Huile sur bois – 30 x 40 cm – Original

Alors qu’il faisait gris, si gris dans nos vies, le Roi soleil nous est apparu.

Un jour de grand vent, mes sœurs, ma mère et moi nous sommes rendus à l’assemblée générale annuelle des champs de soleil. Ma mère, vieillissante, mes sœurs renfrognées et moi-même plutôt sceptique avons suivi le mouvement. Poussées par Éole, notre dieu des vents bienveillants, nous nous sommes retrouvées blotties les unes contre les autres entourées d’une foule à la fois effrayée, curieuse et enthousiaste.

Puis, le vent s’est calmé laissant place à une pluie battante. Nos beaux pétales flamboyants dans les jaunes orangers se sont ternis d’un coup. Pour les plus âgées, flétris, ils se sont détachés.
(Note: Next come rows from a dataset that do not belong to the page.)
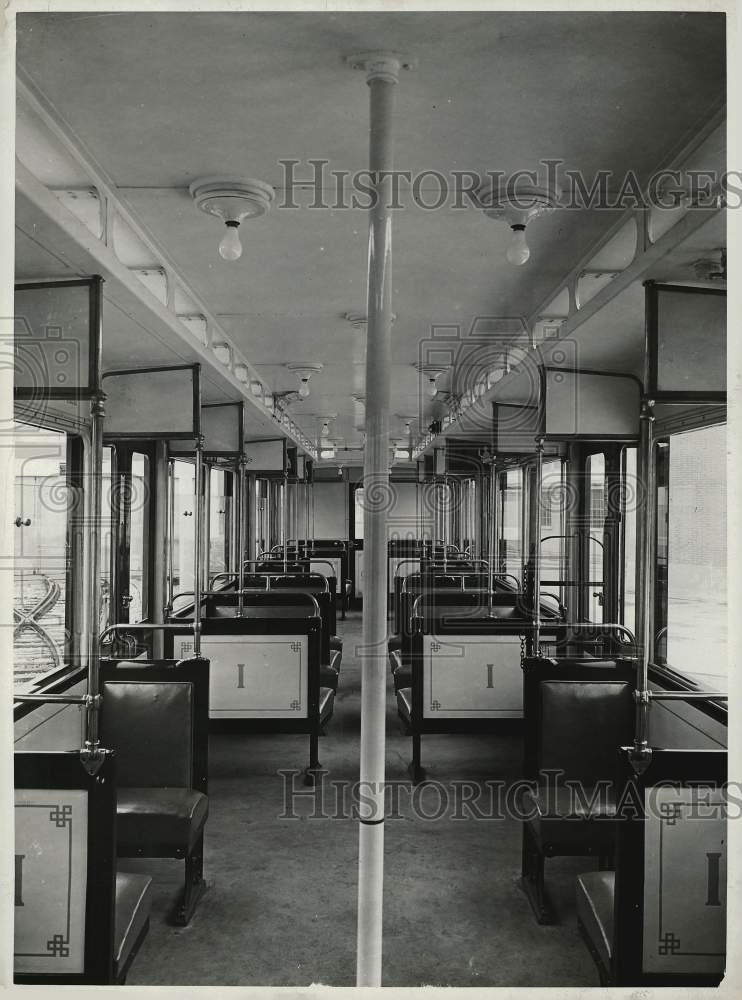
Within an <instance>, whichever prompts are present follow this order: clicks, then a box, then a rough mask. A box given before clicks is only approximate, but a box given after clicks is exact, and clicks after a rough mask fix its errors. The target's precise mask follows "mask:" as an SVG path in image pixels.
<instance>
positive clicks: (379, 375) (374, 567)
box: [348, 52, 410, 986]
mask: <svg viewBox="0 0 742 1000" xmlns="http://www.w3.org/2000/svg"><path fill="white" fill-rule="evenodd" d="M348 62H349V64H350V65H351V66H353V67H354V68H356V69H362V70H365V72H366V82H367V83H368V87H369V105H370V106H369V118H370V122H369V169H370V174H371V181H372V187H373V193H374V197H373V199H372V203H371V206H370V208H369V243H368V299H367V316H368V335H367V340H366V450H365V455H364V469H363V473H364V482H363V485H364V501H365V502H364V515H363V521H364V562H365V566H366V573H365V577H366V585H365V587H364V595H363V602H364V607H363V658H362V686H361V761H360V781H361V784H360V787H362V788H363V789H364V807H363V809H362V810H361V811H360V815H359V820H360V822H359V852H358V926H357V963H356V985H357V986H381V940H382V912H383V881H384V777H385V770H384V764H385V761H384V756H385V746H386V739H385V731H384V727H385V721H386V631H387V620H386V612H387V585H386V578H387V574H386V568H387V567H386V558H387V541H386V534H387V507H388V502H387V501H388V500H389V499H390V485H389V479H388V471H389V400H390V381H391V327H392V274H391V265H392V215H391V207H390V202H391V199H390V194H391V171H392V169H393V165H394V156H393V139H392V117H393V109H394V89H395V85H396V83H397V80H398V77H399V72H400V69H402V68H410V62H409V60H406V59H404V58H403V57H402V56H400V55H398V54H396V53H385V52H374V53H369V52H366V53H359V54H356V55H354V56H351V57H349V59H348Z"/></svg>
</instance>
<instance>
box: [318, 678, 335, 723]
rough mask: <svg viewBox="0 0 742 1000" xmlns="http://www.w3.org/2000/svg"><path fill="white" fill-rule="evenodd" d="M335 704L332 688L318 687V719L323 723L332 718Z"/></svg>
mask: <svg viewBox="0 0 742 1000" xmlns="http://www.w3.org/2000/svg"><path fill="white" fill-rule="evenodd" d="M334 705H335V692H334V691H333V690H332V688H326V687H321V688H320V689H319V721H320V725H324V724H325V723H326V722H329V721H330V719H331V718H332V710H333V707H334Z"/></svg>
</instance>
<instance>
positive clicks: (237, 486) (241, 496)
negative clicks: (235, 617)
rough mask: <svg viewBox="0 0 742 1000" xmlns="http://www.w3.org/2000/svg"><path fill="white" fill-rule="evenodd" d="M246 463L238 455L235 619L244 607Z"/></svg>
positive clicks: (246, 504)
mask: <svg viewBox="0 0 742 1000" xmlns="http://www.w3.org/2000/svg"><path fill="white" fill-rule="evenodd" d="M246 469H247V462H246V460H245V454H244V452H243V453H242V454H241V455H240V457H239V461H238V463H237V558H238V561H239V565H238V569H237V573H238V579H237V587H238V589H239V594H238V595H237V617H238V618H241V617H242V612H243V610H244V607H245V596H244V594H243V593H242V592H243V590H244V589H245V528H246V524H247V488H248V478H247V475H246V471H245V470H246Z"/></svg>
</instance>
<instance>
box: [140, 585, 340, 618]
mask: <svg viewBox="0 0 742 1000" xmlns="http://www.w3.org/2000/svg"><path fill="white" fill-rule="evenodd" d="M316 575H317V576H320V575H321V574H319V573H317V574H316ZM273 576H276V577H279V576H280V574H273ZM287 576H291V574H290V573H288V574H287ZM265 582H266V586H265V589H263V588H262V587H243V589H242V590H241V591H240V590H231V591H229V593H227V592H226V591H224V590H202V591H201V594H200V596H201V597H227V596H229V597H232V596H235V597H239V595H240V594H268V593H274V594H301V595H302V597H306V598H307V600H309V601H311V602H312V604H314V608H315V611H316V612H317V614H316V617H317V618H321V617H322V613H321V611H320V607H319V601H318V600H317V598H316V597H315V596H314V594H310V593H309V591H307V590H300V589H298V588H295V587H281V589H280V590H274V591H271V590H270V588H269V587H268V583H269V582H270V577H269V576H266V578H265ZM325 585H327V580H325ZM328 592H329V591H324V593H328ZM195 596H196V595H195V593H194V592H193V591H190V590H184V591H182V592H181V593H180V594H175V595H174V597H173V600H175V599H176V598H178V597H195ZM145 627H147V626H145ZM149 627H150V628H155V627H156V626H149ZM160 627H163V626H160ZM164 627H165V628H168V627H169V628H173V627H175V628H178V627H181V628H182V627H183V626H178V625H175V623H172V622H171V623H169V624H168V625H166V626H164Z"/></svg>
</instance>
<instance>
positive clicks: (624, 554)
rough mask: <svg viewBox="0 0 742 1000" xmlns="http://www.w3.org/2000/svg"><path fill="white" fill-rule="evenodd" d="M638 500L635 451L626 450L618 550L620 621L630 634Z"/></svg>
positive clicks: (637, 487) (621, 499) (635, 619)
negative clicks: (620, 572) (623, 624)
mask: <svg viewBox="0 0 742 1000" xmlns="http://www.w3.org/2000/svg"><path fill="white" fill-rule="evenodd" d="M639 497H640V493H639V490H638V486H637V479H636V448H625V449H624V452H623V490H622V498H621V500H622V502H621V506H622V510H621V514H622V517H621V532H622V534H621V547H622V551H623V560H622V568H623V576H622V588H621V620H622V622H623V624H624V625H626V626H627V628H630V629H631V631H632V632H635V631H636V508H637V502H638V500H639Z"/></svg>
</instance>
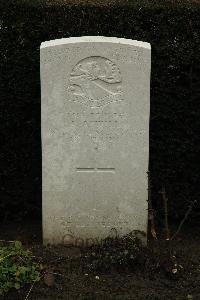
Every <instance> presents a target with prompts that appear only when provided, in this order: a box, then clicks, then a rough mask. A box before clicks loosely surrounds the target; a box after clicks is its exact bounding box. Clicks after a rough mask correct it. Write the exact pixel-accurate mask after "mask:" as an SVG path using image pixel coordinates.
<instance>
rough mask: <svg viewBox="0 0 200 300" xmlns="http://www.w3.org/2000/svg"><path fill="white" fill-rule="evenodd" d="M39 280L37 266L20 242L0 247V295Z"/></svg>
mask: <svg viewBox="0 0 200 300" xmlns="http://www.w3.org/2000/svg"><path fill="white" fill-rule="evenodd" d="M39 280H40V269H39V265H38V264H37V263H35V262H34V261H33V256H32V253H31V252H30V251H29V250H27V249H25V248H24V247H23V246H22V244H21V242H19V241H16V242H13V243H12V244H11V245H9V246H0V295H3V294H5V293H6V292H8V291H9V290H10V289H12V288H15V289H17V290H18V289H20V287H21V286H23V285H24V284H26V283H34V282H36V281H39Z"/></svg>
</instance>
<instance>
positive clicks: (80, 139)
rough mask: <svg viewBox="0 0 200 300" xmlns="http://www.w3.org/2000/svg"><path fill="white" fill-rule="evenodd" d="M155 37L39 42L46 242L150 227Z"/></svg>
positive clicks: (43, 174) (89, 39) (104, 235)
mask: <svg viewBox="0 0 200 300" xmlns="http://www.w3.org/2000/svg"><path fill="white" fill-rule="evenodd" d="M150 61H151V48H150V44H148V43H145V42H139V41H133V40H129V39H121V38H111V37H100V36H95V37H75V38H66V39H59V40H54V41H48V42H44V43H42V45H41V91H42V177H43V186H42V189H43V234H44V243H65V244H67V243H71V244H75V243H77V241H79V242H80V241H81V243H82V244H83V245H84V243H85V242H87V241H89V240H90V241H91V243H93V242H95V243H96V242H99V241H100V240H101V239H103V238H106V237H107V236H109V235H110V233H111V232H116V233H117V234H118V235H119V236H122V235H125V234H128V233H130V232H131V231H133V230H139V231H142V232H144V233H146V232H147V216H148V211H147V208H148V205H147V198H148V196H147V171H148V155H149V109H150V65H151V62H150Z"/></svg>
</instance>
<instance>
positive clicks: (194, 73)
mask: <svg viewBox="0 0 200 300" xmlns="http://www.w3.org/2000/svg"><path fill="white" fill-rule="evenodd" d="M85 1H86V0H85ZM88 1H89V0H88ZM96 1H97V0H96ZM96 1H94V2H93V4H92V5H87V4H86V2H87V1H86V2H85V3H84V1H83V0H82V4H80V3H79V2H78V0H76V1H75V4H74V5H71V4H69V3H68V1H64V2H62V1H61V0H59V1H53V0H49V1H28V0H27V1H19V0H18V1H1V3H0V11H1V17H0V22H1V23H0V32H1V36H0V39H1V49H0V56H1V57H0V58H1V59H0V65H1V83H0V87H1V92H0V96H1V103H0V105H1V109H0V112H1V117H2V123H1V124H3V125H2V127H1V131H2V134H1V137H2V143H1V146H2V150H1V160H2V163H1V170H0V176H1V179H2V180H1V187H0V189H1V198H0V199H1V202H0V214H1V215H4V216H14V215H15V214H16V210H18V216H20V215H22V216H23V215H24V214H28V215H29V214H33V213H34V214H35V215H37V216H40V214H41V201H42V200H41V198H42V197H41V134H40V122H41V119H40V105H41V102H40V73H39V67H40V65H39V64H40V62H39V47H40V44H41V42H42V41H46V40H52V39H58V38H63V37H70V36H83V35H105V36H116V37H124V38H131V39H136V40H142V41H147V42H149V43H151V45H152V78H151V118H150V172H151V185H152V200H153V203H154V207H155V208H156V209H157V210H158V216H159V218H161V219H162V212H163V211H162V201H161V195H160V193H159V191H160V190H161V188H162V186H163V185H164V186H165V188H166V191H167V195H168V198H169V209H170V211H169V213H170V216H171V217H172V218H173V219H177V218H181V217H182V216H183V215H184V213H185V211H186V209H187V206H188V204H189V203H190V202H191V201H194V200H195V199H196V200H198V199H199V196H200V184H199V169H200V168H199V164H198V161H199V159H198V158H199V153H200V143H199V129H200V117H199V114H200V85H199V79H200V78H199V77H200V76H199V74H200V51H199V45H200V5H199V3H198V1H179V2H175V1H153V2H152V1H135V2H134V1H114V4H113V1H110V2H109V1H108V2H107V1H105V2H106V3H104V2H103V0H102V1H100V0H99V2H98V1H97V2H96ZM78 3H79V4H78ZM122 201H123V199H122ZM199 211H200V204H199V202H198V204H197V205H196V208H195V212H194V214H193V216H194V218H192V219H195V220H197V219H198V218H195V217H198V216H199Z"/></svg>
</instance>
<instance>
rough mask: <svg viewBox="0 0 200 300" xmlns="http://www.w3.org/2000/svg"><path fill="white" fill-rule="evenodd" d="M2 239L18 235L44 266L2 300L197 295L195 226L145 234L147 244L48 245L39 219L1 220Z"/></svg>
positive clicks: (157, 299)
mask: <svg viewBox="0 0 200 300" xmlns="http://www.w3.org/2000/svg"><path fill="white" fill-rule="evenodd" d="M0 239H1V240H4V239H5V240H15V239H18V240H21V241H22V242H23V243H24V245H25V246H26V247H27V248H29V249H31V250H32V251H33V253H34V255H35V260H36V261H38V262H39V263H41V264H42V265H43V266H44V270H43V277H42V279H41V281H40V282H39V283H37V284H35V285H34V286H33V287H32V290H31V293H30V295H29V296H28V298H26V297H27V295H28V292H29V290H30V288H31V287H30V286H25V287H24V288H22V289H20V290H19V291H11V292H10V293H9V294H8V295H6V296H5V297H1V298H0V299H1V300H3V299H4V300H11V299H13V300H14V299H16V300H18V299H20V300H22V299H23V300H25V299H26V300H27V299H29V300H31V299H32V300H33V299H34V300H36V299H37V300H44V299H48V300H57V299H63V300H67V299H91V300H92V299H137V300H141V299H143V300H160V299H166V300H171V299H176V300H184V299H186V300H187V299H190V300H193V299H195V300H196V299H197V300H198V299H200V234H199V229H198V228H195V227H192V228H190V227H189V226H185V228H183V230H182V232H181V233H180V234H179V236H178V237H177V239H176V240H174V241H171V242H169V241H165V239H164V237H163V235H162V234H160V239H159V240H158V241H153V240H150V241H149V244H148V247H147V248H145V247H143V246H141V245H140V243H139V242H138V241H137V240H134V239H130V238H129V237H126V238H124V239H115V240H112V241H109V243H105V244H104V245H99V246H95V247H90V248H88V249H81V248H74V247H70V248H69V247H67V246H47V247H44V246H43V245H42V242H41V224H40V223H38V222H34V221H33V220H30V221H29V222H26V223H24V224H23V225H22V224H20V223H18V224H15V223H13V224H8V223H7V224H3V225H1V227H0Z"/></svg>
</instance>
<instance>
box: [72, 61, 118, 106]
mask: <svg viewBox="0 0 200 300" xmlns="http://www.w3.org/2000/svg"><path fill="white" fill-rule="evenodd" d="M121 84H122V78H121V73H120V71H119V68H118V67H117V66H116V64H115V63H113V62H112V61H111V60H109V59H107V58H105V57H101V56H92V57H88V58H85V59H82V60H81V61H79V62H78V63H77V64H76V65H75V66H74V68H73V69H72V72H71V74H70V78H69V83H68V92H69V93H70V100H71V101H74V102H79V103H83V104H85V105H87V106H89V107H91V108H96V107H102V106H105V105H107V104H109V103H112V102H116V101H122V100H123V99H122V86H121Z"/></svg>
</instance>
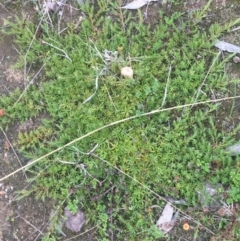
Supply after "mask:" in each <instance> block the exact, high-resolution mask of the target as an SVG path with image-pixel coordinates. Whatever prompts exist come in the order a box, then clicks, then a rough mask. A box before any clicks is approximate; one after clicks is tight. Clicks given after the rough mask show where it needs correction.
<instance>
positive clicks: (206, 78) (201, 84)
mask: <svg viewBox="0 0 240 241" xmlns="http://www.w3.org/2000/svg"><path fill="white" fill-rule="evenodd" d="M221 53H222V52H221V51H219V52H218V54H217V56H216V57H215V58H214V60H213V62H212V65H211V66H210V68H209V69H208V72H207V74H206V76H205V77H204V80H203V82H202V83H201V85H200V86H199V87H198V90H197V91H196V92H195V93H194V95H193V98H194V96H195V95H196V97H195V99H194V100H193V102H195V101H197V98H198V96H199V94H200V92H201V91H202V87H203V85H204V84H205V82H206V80H207V77H208V75H209V73H210V71H211V70H212V68H213V66H214V64H215V62H216V61H217V59H218V57H219V56H220V54H221Z"/></svg>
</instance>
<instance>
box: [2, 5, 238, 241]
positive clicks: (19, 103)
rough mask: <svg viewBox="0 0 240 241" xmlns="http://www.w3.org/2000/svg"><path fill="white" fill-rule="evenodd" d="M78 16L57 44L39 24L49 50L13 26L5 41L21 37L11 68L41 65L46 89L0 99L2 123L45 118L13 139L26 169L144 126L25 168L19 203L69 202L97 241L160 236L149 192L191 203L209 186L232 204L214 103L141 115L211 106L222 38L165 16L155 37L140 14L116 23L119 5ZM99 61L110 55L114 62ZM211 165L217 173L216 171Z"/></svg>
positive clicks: (70, 24) (25, 32) (160, 17)
mask: <svg viewBox="0 0 240 241" xmlns="http://www.w3.org/2000/svg"><path fill="white" fill-rule="evenodd" d="M82 10H83V11H84V12H85V14H86V17H85V18H84V19H83V20H82V22H81V24H80V25H79V26H78V27H76V26H75V25H74V24H69V26H68V32H67V33H64V34H62V35H57V33H56V31H55V30H53V29H51V28H50V27H49V26H47V25H45V24H44V23H42V29H43V36H42V37H41V38H42V39H43V40H44V41H42V39H34V41H32V38H33V37H34V34H35V28H34V24H33V23H31V22H27V21H26V20H24V21H25V23H24V26H23V24H22V22H21V21H23V20H21V19H18V20H17V23H14V24H13V23H10V28H9V30H8V33H9V34H15V35H16V42H17V43H18V44H19V46H20V48H21V53H22V57H21V59H20V60H19V62H18V66H23V64H24V58H26V63H27V65H30V64H31V63H33V64H34V65H36V66H42V65H43V64H45V68H44V71H45V74H46V78H44V79H43V80H41V82H40V83H38V85H32V86H30V87H29V88H28V90H27V91H26V92H24V94H23V95H22V96H21V97H20V99H19V96H20V95H21V92H20V90H16V92H15V93H12V94H11V96H9V97H7V96H6V97H4V98H1V100H0V105H1V108H4V110H5V112H6V113H7V115H6V116H5V117H4V118H1V120H0V122H1V124H2V125H5V126H6V125H7V124H9V123H12V122H13V121H16V120H19V121H21V122H24V121H25V120H27V119H28V118H30V117H31V118H34V117H36V116H38V117H41V116H43V117H44V118H43V120H42V125H41V126H39V127H38V128H37V129H35V130H32V131H30V132H28V133H20V134H19V139H18V141H17V145H18V147H19V148H20V149H21V150H22V151H23V153H25V155H26V156H27V157H28V158H36V157H39V156H41V155H43V154H46V153H48V152H50V151H52V150H54V149H55V148H58V147H61V146H62V145H64V144H66V143H68V142H70V141H72V140H73V139H75V138H77V137H79V136H82V135H85V134H87V133H89V132H91V131H93V130H95V129H97V128H100V127H102V126H103V125H106V124H109V123H111V122H114V121H117V120H120V119H123V118H127V117H130V116H135V115H136V116H139V117H138V118H135V119H134V120H129V121H126V122H124V123H121V124H118V125H115V126H111V127H109V128H105V129H104V130H101V131H99V132H97V133H94V134H92V135H90V136H88V137H87V138H84V139H83V140H81V141H80V142H76V143H74V144H73V145H71V146H69V147H66V148H64V149H62V150H61V151H60V152H58V153H57V154H54V155H51V156H50V157H49V158H48V159H45V160H44V161H41V162H39V163H37V164H36V165H34V167H33V168H31V169H29V171H31V172H32V173H33V174H34V177H35V176H36V178H34V180H35V181H34V183H33V185H32V188H31V190H30V191H26V190H24V191H23V192H22V195H23V196H26V195H29V194H30V193H35V194H36V197H37V198H41V199H45V198H46V197H48V198H53V199H55V200H56V201H57V202H58V203H62V202H63V201H64V200H65V203H66V205H68V206H69V208H70V209H71V210H73V211H74V210H75V211H76V207H77V206H81V207H82V209H83V210H84V212H85V213H86V214H87V225H98V237H99V238H100V239H101V240H109V239H108V236H109V232H110V231H111V232H113V233H114V236H115V240H148V241H150V240H156V237H157V236H159V237H160V236H161V234H160V233H159V232H158V231H157V230H156V229H155V226H154V224H155V222H156V218H158V216H157V213H155V212H148V208H149V207H151V206H152V205H154V204H158V205H161V199H159V196H157V195H155V194H153V192H155V193H156V194H158V195H163V196H173V197H175V198H184V199H185V200H187V201H188V203H189V204H196V203H197V202H198V200H197V194H196V188H199V187H200V186H201V185H202V183H204V182H205V181H209V182H213V183H222V184H224V185H226V186H229V187H231V189H232V190H234V192H233V195H232V196H230V199H231V200H238V201H239V199H240V198H239V195H240V193H239V191H237V190H238V189H237V188H238V184H239V176H240V173H236V172H237V171H235V165H234V164H232V162H231V158H230V156H229V155H228V154H226V153H225V152H224V149H225V147H226V146H227V145H229V143H230V142H231V137H232V136H233V135H234V134H235V133H232V134H231V135H230V134H228V135H226V133H221V132H219V130H217V128H216V126H215V120H214V116H215V111H216V109H217V108H218V106H217V105H216V104H212V105H211V104H208V105H205V106H203V105H202V106H199V107H197V108H196V107H194V108H182V109H180V110H174V111H164V112H161V113H157V114H154V115H148V116H144V117H143V116H140V115H141V114H143V113H146V112H149V111H151V110H154V109H159V108H162V107H164V108H165V107H173V106H176V105H183V104H188V103H194V102H196V101H204V100H208V99H209V98H210V96H211V93H212V91H213V90H214V91H216V90H221V91H225V85H226V80H225V76H224V71H223V65H222V63H220V62H219V61H218V60H217V61H216V58H217V53H216V52H215V51H214V49H212V41H214V38H215V37H216V36H217V35H218V34H220V32H219V27H217V26H213V27H212V28H210V32H209V33H208V34H207V33H206V32H202V31H201V28H199V27H198V25H197V24H194V23H192V22H191V21H185V20H184V16H182V15H181V14H179V13H174V14H173V15H172V16H171V17H167V16H165V15H164V13H163V12H160V13H159V16H158V20H156V22H157V24H156V25H155V26H154V27H153V26H147V25H146V24H144V22H143V21H142V15H141V13H140V12H138V13H137V14H136V15H135V16H134V17H133V16H132V15H131V13H129V12H127V11H126V12H125V11H124V12H123V19H122V18H120V17H119V16H121V13H120V10H119V8H118V6H113V5H109V4H100V6H99V10H98V12H97V13H96V12H94V8H93V6H91V5H89V4H86V5H85V6H83V9H82ZM110 10H111V16H109V17H106V15H105V13H106V12H107V11H110ZM134 19H135V20H134ZM113 20H114V21H113ZM30 43H31V47H30V48H29V46H30ZM50 44H51V45H52V46H50ZM105 50H108V51H111V52H110V55H111V54H112V58H111V59H110V60H107V59H106V57H105V55H104V51H105ZM115 51H117V53H118V54H117V55H114V52H115ZM212 64H213V67H212V69H211V71H210V72H209V73H208V75H207V72H208V71H209V68H210V66H211V65H212ZM123 66H132V68H133V70H134V79H125V78H124V77H122V76H121V75H120V69H121V67H123ZM206 75H207V80H206V83H204V85H202V83H203V81H204V79H205V77H206ZM200 87H201V90H200V89H199V88H200ZM94 93H95V94H94ZM90 97H91V98H90ZM165 97H166V98H165ZM18 99H19V100H18ZM17 100H18V101H17ZM94 147H96V148H95V149H94V151H93V152H91V150H92V149H93V148H94ZM216 160H218V161H219V162H220V163H221V169H213V168H212V162H214V161H216ZM124 173H125V174H126V175H125V174H124ZM136 180H137V182H136ZM31 181H32V180H31ZM140 183H141V184H143V185H141V184H140ZM145 186H147V187H148V188H150V189H151V190H152V191H153V192H150V191H149V190H148V189H146V188H145ZM158 215H159V214H158Z"/></svg>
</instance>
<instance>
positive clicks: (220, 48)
mask: <svg viewBox="0 0 240 241" xmlns="http://www.w3.org/2000/svg"><path fill="white" fill-rule="evenodd" d="M214 46H215V47H217V48H219V49H220V50H222V51H227V52H229V53H240V47H239V46H237V45H234V44H230V43H228V42H225V41H219V40H217V41H216V42H215V44H214Z"/></svg>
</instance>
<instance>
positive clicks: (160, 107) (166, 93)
mask: <svg viewBox="0 0 240 241" xmlns="http://www.w3.org/2000/svg"><path fill="white" fill-rule="evenodd" d="M171 71H172V62H171V64H170V67H169V70H168V78H167V83H166V86H165V91H164V96H163V101H162V105H161V107H160V108H162V107H163V106H164V105H165V101H166V98H167V91H168V84H169V80H170V74H171Z"/></svg>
Quant aux cœurs, un ton brunâtre est apparu, au grand désespoir de ses dames qui avaient tant de temps de se pomponner !

Mes sœurs et moi-même sommes demeurées de marbre, seule mère a eu ce que j’appellerais une légère baisse de régime. Tout autour, une énergie fébrile s’est répandue, donnant naissance à un vrombissement accompagné d’un frémissement des extrémités. L’objectif ? Sécher le plus vite possible avec le vent et les quelques rares rayons de soleil qui avaient réussi à percer les épais nuages gris. La nécessité de redevenir de belles fleurs présentables était palpable.

Puis, tout est devenu si calme, si serein. Puis dans une immense clameur venue de tout tout derrière nous, il est apparu. Se faufilant parmi des jeunes et moins jeunes, voire vieilles, tiges, toutes sans exception, émoustillées, le beau, le seul et unique. Celui dont tout le monde parle depuis des générations. Celui qui fait des miracles aussi parfois, celui qui veille sur nous toutes parfois. Celui qui croit et qui chaque année refait surface pour notre plus grande joie.

Lorsqu’il a atteint ma hauteur, lorsqu’il a frôlé mes frêles pétales, tout jaune pâle qu’ils étaient, j’ai presque failli perdre connaissance, tant sa force est immensément perturbante. Je ne sais pas pour mes sœurs, et encore moins pour ma mère qui dissimule systématiquement ses sentiments, ses ressentis, mais moi, comme on dit, il m’a fait un effet bœuf ! Et encore aujourd’hui, j’en suis toute retournée. Et pourtant, je suis dans la catégorie des vieilles, des très, très vieilles, de celles qui vont mourir dans l’année très certainement. C’était la seule fois.

Et oui, alors qu’il faisait gris, si gris dans nos vies, le Roi soleil nous est apparu.